What happens though, if the instance has changed, but they just happen to be in the same action group after this change? This is where subgroups come in. By specifying a subgroup (using the scheduleActionsWithSubGroup
method), the instance becomes active within the action group, but it will also keep track of the subgroup.
If the subgroup changes, then the framework will treat the instance as if it had been placed in a new action group. It is important to note though, we only use the subgroup to denote a change if both the current execution and the previous one specified a subgroup.

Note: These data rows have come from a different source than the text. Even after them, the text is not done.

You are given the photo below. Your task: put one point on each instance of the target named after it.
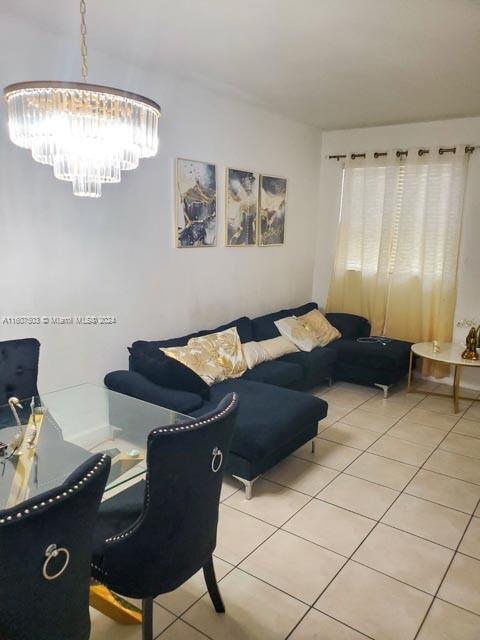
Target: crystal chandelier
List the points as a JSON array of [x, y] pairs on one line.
[[88, 133]]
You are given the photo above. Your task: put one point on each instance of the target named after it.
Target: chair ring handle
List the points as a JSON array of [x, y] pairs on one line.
[[217, 459], [52, 552]]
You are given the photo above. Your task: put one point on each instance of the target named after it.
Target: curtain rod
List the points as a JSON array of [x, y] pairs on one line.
[[400, 153]]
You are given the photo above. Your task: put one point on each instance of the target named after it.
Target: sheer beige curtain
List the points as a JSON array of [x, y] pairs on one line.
[[398, 241]]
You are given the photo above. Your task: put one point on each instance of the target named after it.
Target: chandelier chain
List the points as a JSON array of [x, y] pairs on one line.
[[83, 37]]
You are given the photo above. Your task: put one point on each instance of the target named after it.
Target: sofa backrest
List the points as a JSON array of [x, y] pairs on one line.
[[264, 326], [349, 325], [243, 326]]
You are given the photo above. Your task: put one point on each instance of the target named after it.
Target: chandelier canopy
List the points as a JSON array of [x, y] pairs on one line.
[[88, 133]]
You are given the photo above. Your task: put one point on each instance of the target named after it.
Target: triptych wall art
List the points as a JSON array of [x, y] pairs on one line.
[[254, 206]]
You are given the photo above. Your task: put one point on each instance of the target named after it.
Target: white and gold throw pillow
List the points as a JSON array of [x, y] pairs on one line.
[[254, 353], [316, 323], [294, 331], [198, 359], [225, 350], [278, 347]]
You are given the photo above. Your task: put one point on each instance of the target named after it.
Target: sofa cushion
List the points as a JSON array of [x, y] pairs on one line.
[[165, 371], [394, 356], [264, 327], [349, 325], [243, 326], [315, 364], [275, 372], [268, 417]]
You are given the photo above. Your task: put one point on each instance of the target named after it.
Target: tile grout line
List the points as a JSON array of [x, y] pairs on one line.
[[456, 552], [277, 528], [311, 498], [395, 500], [354, 551]]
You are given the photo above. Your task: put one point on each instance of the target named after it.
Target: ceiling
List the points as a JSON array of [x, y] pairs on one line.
[[330, 63]]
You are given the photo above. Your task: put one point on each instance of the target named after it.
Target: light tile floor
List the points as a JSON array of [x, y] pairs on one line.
[[375, 535]]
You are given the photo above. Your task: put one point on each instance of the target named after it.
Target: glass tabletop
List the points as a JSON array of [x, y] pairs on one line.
[[45, 438]]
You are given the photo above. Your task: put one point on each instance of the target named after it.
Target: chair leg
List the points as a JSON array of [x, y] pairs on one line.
[[147, 619], [212, 586]]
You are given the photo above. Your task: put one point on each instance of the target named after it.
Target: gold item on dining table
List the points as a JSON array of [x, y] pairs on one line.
[[470, 352]]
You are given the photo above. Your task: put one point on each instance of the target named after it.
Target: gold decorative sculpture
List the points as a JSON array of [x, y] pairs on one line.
[[470, 352]]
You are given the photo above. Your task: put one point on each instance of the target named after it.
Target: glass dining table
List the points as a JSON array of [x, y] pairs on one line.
[[43, 439]]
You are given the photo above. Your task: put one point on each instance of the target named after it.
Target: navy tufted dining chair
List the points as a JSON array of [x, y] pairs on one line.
[[155, 535], [45, 563]]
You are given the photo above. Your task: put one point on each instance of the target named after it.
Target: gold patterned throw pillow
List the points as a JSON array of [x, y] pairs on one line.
[[316, 323], [199, 360], [294, 331], [225, 350]]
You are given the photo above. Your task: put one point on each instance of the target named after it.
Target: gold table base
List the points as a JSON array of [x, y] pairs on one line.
[[455, 387]]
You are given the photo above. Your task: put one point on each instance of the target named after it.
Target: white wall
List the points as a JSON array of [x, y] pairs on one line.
[[448, 132], [64, 255]]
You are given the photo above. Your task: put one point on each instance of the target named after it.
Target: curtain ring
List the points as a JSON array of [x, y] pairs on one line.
[[52, 552], [217, 459]]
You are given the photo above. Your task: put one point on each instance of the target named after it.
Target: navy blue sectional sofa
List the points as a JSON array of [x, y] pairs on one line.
[[275, 417]]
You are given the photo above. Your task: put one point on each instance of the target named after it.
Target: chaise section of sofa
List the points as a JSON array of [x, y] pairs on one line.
[[275, 417]]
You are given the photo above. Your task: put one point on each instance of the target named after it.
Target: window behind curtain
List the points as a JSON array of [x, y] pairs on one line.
[[398, 240]]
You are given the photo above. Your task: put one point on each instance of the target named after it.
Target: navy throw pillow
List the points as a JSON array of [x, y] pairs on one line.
[[167, 372]]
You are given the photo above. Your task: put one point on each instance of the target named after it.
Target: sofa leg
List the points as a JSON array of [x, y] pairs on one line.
[[248, 486], [385, 388], [212, 586]]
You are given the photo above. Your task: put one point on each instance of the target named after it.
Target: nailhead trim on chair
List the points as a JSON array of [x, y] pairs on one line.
[[194, 425], [45, 503], [187, 427]]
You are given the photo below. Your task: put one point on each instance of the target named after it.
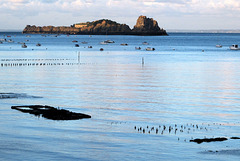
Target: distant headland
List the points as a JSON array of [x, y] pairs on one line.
[[144, 26]]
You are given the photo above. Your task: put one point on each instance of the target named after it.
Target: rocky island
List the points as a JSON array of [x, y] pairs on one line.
[[144, 26]]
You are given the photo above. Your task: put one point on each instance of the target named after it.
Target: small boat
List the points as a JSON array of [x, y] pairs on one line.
[[103, 43], [10, 40], [109, 41], [150, 49], [138, 48], [24, 45], [145, 43], [234, 47], [38, 44]]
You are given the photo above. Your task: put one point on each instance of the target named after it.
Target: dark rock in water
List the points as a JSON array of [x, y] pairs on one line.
[[199, 141], [148, 26], [50, 112], [16, 95]]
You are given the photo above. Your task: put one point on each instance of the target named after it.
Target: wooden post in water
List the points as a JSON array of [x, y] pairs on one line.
[[79, 57]]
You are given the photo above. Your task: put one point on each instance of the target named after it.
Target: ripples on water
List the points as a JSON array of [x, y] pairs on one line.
[[180, 87]]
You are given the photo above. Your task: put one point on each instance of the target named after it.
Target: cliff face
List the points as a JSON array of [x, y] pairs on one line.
[[144, 26]]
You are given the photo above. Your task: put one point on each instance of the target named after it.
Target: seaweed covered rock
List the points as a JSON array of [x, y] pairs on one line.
[[49, 112]]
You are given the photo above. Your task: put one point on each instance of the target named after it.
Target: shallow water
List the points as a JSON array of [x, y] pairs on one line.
[[186, 83]]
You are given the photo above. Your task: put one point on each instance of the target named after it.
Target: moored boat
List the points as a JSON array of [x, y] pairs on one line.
[[38, 44], [150, 49], [234, 47], [24, 45]]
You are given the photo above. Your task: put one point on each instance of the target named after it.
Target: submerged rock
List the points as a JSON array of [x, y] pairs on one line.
[[16, 95], [49, 112]]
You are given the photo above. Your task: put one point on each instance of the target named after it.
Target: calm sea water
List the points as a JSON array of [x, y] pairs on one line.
[[185, 89]]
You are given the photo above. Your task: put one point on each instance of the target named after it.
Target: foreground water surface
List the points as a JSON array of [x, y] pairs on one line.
[[145, 105]]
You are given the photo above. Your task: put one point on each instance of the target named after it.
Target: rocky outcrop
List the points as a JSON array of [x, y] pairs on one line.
[[144, 26]]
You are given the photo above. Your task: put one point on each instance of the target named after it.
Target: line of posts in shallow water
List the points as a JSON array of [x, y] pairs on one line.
[[34, 64]]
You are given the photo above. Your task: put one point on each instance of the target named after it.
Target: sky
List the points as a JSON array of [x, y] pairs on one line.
[[170, 14]]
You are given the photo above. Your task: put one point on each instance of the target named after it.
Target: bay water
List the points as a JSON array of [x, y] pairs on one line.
[[145, 105]]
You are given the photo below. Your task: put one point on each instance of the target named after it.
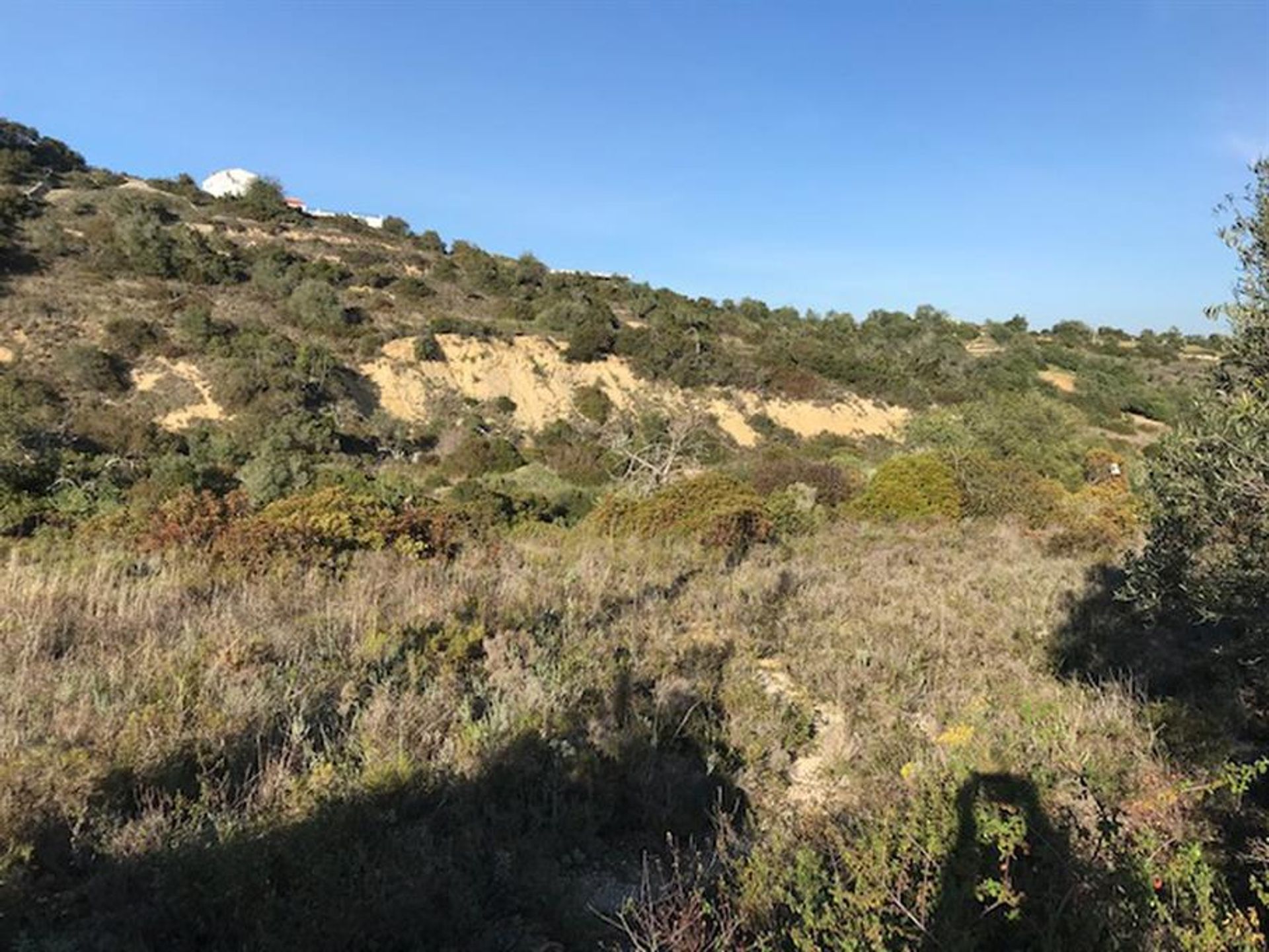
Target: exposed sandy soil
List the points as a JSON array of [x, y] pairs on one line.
[[535, 375], [983, 346], [1061, 379], [149, 379], [811, 786]]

You might wonder, why bother using a subgroup if you can just add a new action group? Action Groups are static, and have to be define when the Alert Type is defined. Action Subgroups are dynamic, and can be defined on the fly.
This approach enables users to specify actions under specific action groups, but they can't specify actions that are specific to subgroups. As subgroups fall under action groups, we will schedule the actions specified for the action group, but the subgroup allows the AlertType implementer to reuse the same action group for multiple different active subgroups.
There needs to be a way to map alert context into action parameters. For this, we started off by adding template support. Any string within the params
of an alert saved object's actions
will be processed as a template and can inject context or state values.
When an alert instance executes, the first argument is the group
of actions to execute and the second is the context the alert exposes to templates. We iterate through each action params attributes recursively and render templates if they are a string. Templates have access to the following "variables":
context
- provided by context argument of.scheduleActions(...)
and.scheduleActionsWithSubGroup(...)
on an alert instancestate
- the alert instance'sstate
provided by the most recentreplaceState
call on an alert instancealertId
- the id of the alertalertInstanceId
- the alert instance idalertName
- the name of the alertspaceId
- the id of the space the alert exists intags
- the tags set in the alert
The templating engine is mustache. General definition for the mustache variable is a double-brace {{}}. All variables are HTML-escaped by default and if there is a requirement to render unescaped HTML, it should be applied the triple mustache: {{{name}}}
. Also, can be used &
to unescape a variable.
The following code would be within an alert type. As you can see cpuUsage
will replace the state of the alert instance and server
is the context for the alert instance to execute. The difference between the two is cpuUsage
will be accessible at the next execution.
alertInstanceFactory('server_1')
.replaceState({
cpuUsage: 80,
})
.scheduleActions('default', {
server: 'server_1',
});
Below is an example of an alert that takes advantage of templating:
{
...
"id": "123",
"name": "cpu alert",
"actions": [
{
"group": "default",
"id": "3c5b2bd4-5424-4e4b-8cf5-c0a58c762cc5",
"params": {
"from": "example@elastic.co",
"to": ["destination@elastic.co"],
"subject": "A notification about {{context.server}}",
"body": "The server {{context.server}} has a CPU usage of {{state.cpuUsage}}%. This message for {{alertInstanceId}} was created by the alert {{alertId}} {{alertName}}."
}
}
]
}
The templating system will take the alert and alert type as described above and convert the action parameters to the following:
{
"from": "example@elastic.co",
"to": ["destination@elastic.co"],
"subject": "A notification about server_1"
"body": "The server server_1 has a CPU usage of 80%. This message for server_1 was created by the alert 123 cpu alert"
}
There are limitations that we are aware of using only templates, and we are gathering feedback and use cases for these. (for example passing an array of strings to an action).